Generally, the foregoing dielectric material or high-k material is processed by heating silicon substrate, chemical vapor deposition (CVD) or DC magnetron sputtering system to obtain an oxide layer of SiO2 or a high-k coating. However, syntheses and crystallo-chemistries of the foregoing perovskite type compounds are too complicated, while the stability of pure phase thereof, the precise control of composite and oxygen stoichiometry are also very difficult. Therefore, it needs to use amorphous high-k oxide candidates with superior phase stability for designing and assembling multifunctional devices that operate at higher temperatures. In addition, the superior electronic performance of Si in particular the Si surface that is realized with an SiO2 overlayer, the Si—SiO2 interface, has not been achieved with any other semiconductor-dielectric combination to this day. SiO2 effected a seemingly magical improvement in the electrical characteristics of the Si surface compatible with planarization technology. Future CMOS generations may be enhanced by nanocrystalline high-k dielectrics, and added functionality and flexibility may be achieved through oxide/silicon/oxide heterostructures for quantum-effect devices.
Recently, there has been a trend of development of magnetic nanoparticle in nonmagnetic dielectric matrix to tailor desired magnetic, dielectric, and other properties depending on the concentration of the magnetic ions. However, these types of perovskites possess compositional variations, structural inhomogeneities, or phase heterogeneities in physical scale from micron or submicron range to the atomic level. This suggests that the high-k value and MD behavior of aforementioned complex system is not a fundamental property but is rather an artifact associated with mesoscopic heterogeneities of the system. Therefore, searching for alternative materials containing single-valent ions with phase stability would be highly desirable.

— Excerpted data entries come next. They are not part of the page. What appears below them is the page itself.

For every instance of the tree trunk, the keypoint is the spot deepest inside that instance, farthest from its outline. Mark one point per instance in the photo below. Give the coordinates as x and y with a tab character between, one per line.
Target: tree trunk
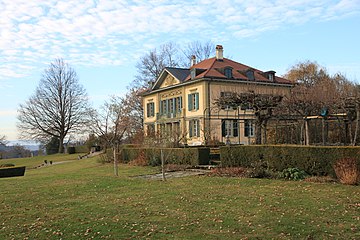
61	144
162	164
356	132
116	163
307	135
264	141
323	132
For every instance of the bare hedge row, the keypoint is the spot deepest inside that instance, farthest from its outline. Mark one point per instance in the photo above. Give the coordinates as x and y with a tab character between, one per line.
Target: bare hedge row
315	160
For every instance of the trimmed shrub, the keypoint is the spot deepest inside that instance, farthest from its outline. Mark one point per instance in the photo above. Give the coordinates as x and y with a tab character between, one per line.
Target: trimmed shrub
314	160
347	171
293	174
179	156
82	149
7	165
71	150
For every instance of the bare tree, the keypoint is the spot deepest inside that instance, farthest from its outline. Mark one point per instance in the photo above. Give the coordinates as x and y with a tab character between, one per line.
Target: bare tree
200	50
315	91
58	108
111	125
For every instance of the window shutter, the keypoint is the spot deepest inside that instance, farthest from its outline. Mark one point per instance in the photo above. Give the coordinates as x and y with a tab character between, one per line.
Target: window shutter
223	128
174	105
189	102
196	101
247	128
190	128
197	128
235	128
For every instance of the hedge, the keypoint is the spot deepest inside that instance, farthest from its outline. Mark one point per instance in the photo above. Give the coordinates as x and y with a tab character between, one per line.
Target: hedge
78	149
315	160
181	156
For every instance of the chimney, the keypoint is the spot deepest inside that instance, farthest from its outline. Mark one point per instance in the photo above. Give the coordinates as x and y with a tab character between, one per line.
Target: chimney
219	52
193	60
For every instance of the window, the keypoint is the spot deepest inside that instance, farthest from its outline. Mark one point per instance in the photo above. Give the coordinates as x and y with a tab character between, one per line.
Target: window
228	72
193	101
250	74
179	104
271	77
229	128
150	130
249	128
172	105
194	128
150	109
227	95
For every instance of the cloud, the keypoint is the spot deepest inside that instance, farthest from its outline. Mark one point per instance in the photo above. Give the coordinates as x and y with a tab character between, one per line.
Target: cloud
108	32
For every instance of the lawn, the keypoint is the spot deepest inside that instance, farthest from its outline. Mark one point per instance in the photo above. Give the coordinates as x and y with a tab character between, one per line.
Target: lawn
81	199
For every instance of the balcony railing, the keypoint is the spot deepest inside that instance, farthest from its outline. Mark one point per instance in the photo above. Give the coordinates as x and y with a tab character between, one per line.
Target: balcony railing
160	116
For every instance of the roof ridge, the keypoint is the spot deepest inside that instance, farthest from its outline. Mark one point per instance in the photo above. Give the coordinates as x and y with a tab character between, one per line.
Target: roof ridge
212	64
178	68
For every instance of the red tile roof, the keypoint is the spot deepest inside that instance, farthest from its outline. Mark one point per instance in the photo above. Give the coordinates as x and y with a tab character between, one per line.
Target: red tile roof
214	68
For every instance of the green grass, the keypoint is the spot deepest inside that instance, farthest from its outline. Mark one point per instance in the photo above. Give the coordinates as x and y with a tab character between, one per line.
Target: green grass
82	200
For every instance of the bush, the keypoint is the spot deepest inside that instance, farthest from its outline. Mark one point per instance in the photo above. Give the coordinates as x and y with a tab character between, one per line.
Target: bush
314	160
229	172
180	156
293	174
7	165
82	149
320	179
71	150
347	171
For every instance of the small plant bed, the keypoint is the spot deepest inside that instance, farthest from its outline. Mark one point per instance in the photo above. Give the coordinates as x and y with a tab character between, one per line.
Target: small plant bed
173	174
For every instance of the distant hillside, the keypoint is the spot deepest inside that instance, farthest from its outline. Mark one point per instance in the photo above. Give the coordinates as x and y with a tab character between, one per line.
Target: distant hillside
29	145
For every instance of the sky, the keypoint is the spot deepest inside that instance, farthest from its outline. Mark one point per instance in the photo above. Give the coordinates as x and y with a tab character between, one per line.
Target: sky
103	39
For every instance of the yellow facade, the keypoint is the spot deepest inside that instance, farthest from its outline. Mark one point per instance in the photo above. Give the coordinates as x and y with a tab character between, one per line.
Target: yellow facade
182	102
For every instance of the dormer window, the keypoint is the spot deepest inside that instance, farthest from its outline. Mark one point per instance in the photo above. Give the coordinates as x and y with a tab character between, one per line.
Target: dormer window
271	75
228	72
250	74
193	73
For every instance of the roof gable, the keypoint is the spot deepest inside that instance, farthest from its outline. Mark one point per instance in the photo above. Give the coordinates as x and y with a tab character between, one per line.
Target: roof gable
170	76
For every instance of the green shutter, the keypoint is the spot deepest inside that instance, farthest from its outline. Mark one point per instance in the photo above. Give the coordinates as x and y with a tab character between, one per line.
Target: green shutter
196	101
189	102
198	128
235	128
247	128
190	128
223	128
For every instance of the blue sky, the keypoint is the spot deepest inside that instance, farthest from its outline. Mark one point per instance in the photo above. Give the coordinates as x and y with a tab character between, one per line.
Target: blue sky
104	39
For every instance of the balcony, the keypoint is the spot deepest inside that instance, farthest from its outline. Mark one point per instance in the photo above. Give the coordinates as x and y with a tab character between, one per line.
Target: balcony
169	115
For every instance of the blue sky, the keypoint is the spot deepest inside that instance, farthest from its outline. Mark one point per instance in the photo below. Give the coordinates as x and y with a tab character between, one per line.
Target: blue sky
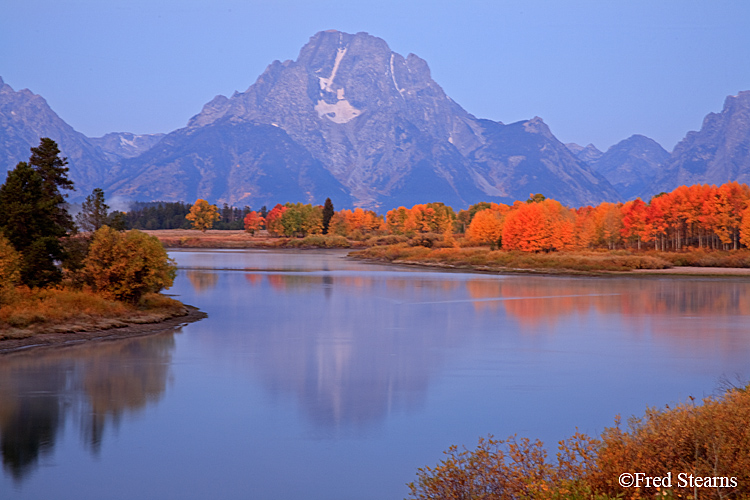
595	71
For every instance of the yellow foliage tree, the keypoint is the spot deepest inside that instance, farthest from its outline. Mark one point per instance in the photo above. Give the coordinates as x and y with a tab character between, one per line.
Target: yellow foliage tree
125	266
203	215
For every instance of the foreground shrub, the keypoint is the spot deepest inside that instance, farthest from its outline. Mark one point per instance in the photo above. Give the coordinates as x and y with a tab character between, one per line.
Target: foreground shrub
708	440
711	440
125	266
509	470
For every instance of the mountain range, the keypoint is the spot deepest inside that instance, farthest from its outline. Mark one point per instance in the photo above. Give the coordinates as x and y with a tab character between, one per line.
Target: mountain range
352	120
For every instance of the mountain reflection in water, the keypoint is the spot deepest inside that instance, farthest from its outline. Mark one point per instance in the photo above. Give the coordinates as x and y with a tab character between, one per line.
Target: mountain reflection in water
95	385
347	376
352	348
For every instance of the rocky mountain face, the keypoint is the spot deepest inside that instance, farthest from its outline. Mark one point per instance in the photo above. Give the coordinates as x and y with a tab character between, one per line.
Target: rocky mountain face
26	117
588	154
352	120
241	162
121	145
377	123
631	165
718	153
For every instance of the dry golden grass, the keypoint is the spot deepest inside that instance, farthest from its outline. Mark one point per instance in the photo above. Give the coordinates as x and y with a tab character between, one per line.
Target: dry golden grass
482	258
189	238
26	312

As a result, it is necessary to provide a semiconductor wafer having dielectric layers showing colossal magnetodielectric effect and a manufacturing method thereof to solve the problems existing in the conventional technologies, as described above.
It is found by the present invention that magnetic rare earth oxides (RE2O3, RE means lanthanoids, i.e. a series of 10 elements from La to Lu in the periodic table) can be embedded into SiO2 glass matrix to form composite of super-paramagnetic nanoparticles showing colossal magnetodielectric (MD) effect, wherein the colossal MD behavior in this glassy system is related to the magnetic spin and the dipole coupling through the lattice, so as to be able to develop magnetoresistance change effects associated with nanoparticles size and concentration.
A primary object of the present invention is to provide a composite dielectric material doped with nanoparticles of rare earth metal oxide embedded in silicon dioxide showing colossal dielectric response and magnetodielectric effect and a manufacturing method thereof, wherein nanoparticles of rare earth oxides (RE2O3, RE means lanthanoids, i.e. a series of 10 elements from La to Lu in the periodic table) can be embedded into SiO2 glass matrix by using sol-gel route, so as to form a glass composite system used as composite dielectric material which is also applied to a dielectric layer of a semiconductor wafer. The composite dielectric material can show colossal dielectric response and magnetodielectric effect under an externally applied magnetic field, so that it can increase the dielectric coefficient of the dielectric layer of the semiconductor wafer and lower the leakage current and power consumption thereof. As a result, it is advantageous to develop a multifunctional integrated circuit which can normally operate at room temperature or higher temperature.
To achieve the above object, the present invention provides a composite dielectric material doped with nanoparticles of rare earth metal oxide embedded in silicon dioxide showing colossal dielectric response and magnetodielectric effect, which comprises a matrix and a plurality of nanoparticles, wherein the matrix comprises silicon dioxide (SiO2), the nanoparticles comprise at least one type of rare earth metal oxide, and the particle diameter of the nanoparticles is ranged from 2 nm to 10 nm.
In one embodiment of the present invention, the rare earth metal oxide is selected from erbium oxide (Er2O3), europium oxide (Eu2O3) or the mixture thereof.
In one embodiment of the present invention, the composite dielectric material is applied to a dielectric layer of a semiconductor wafer, wherein the wafer has a surface and the dielectric layer is formed on the surface of the wafer, the dielectric layer comprises a glass composite of the rare earth metal oxide and silicon dioxide of the nanoparticles in the composite dielectric material.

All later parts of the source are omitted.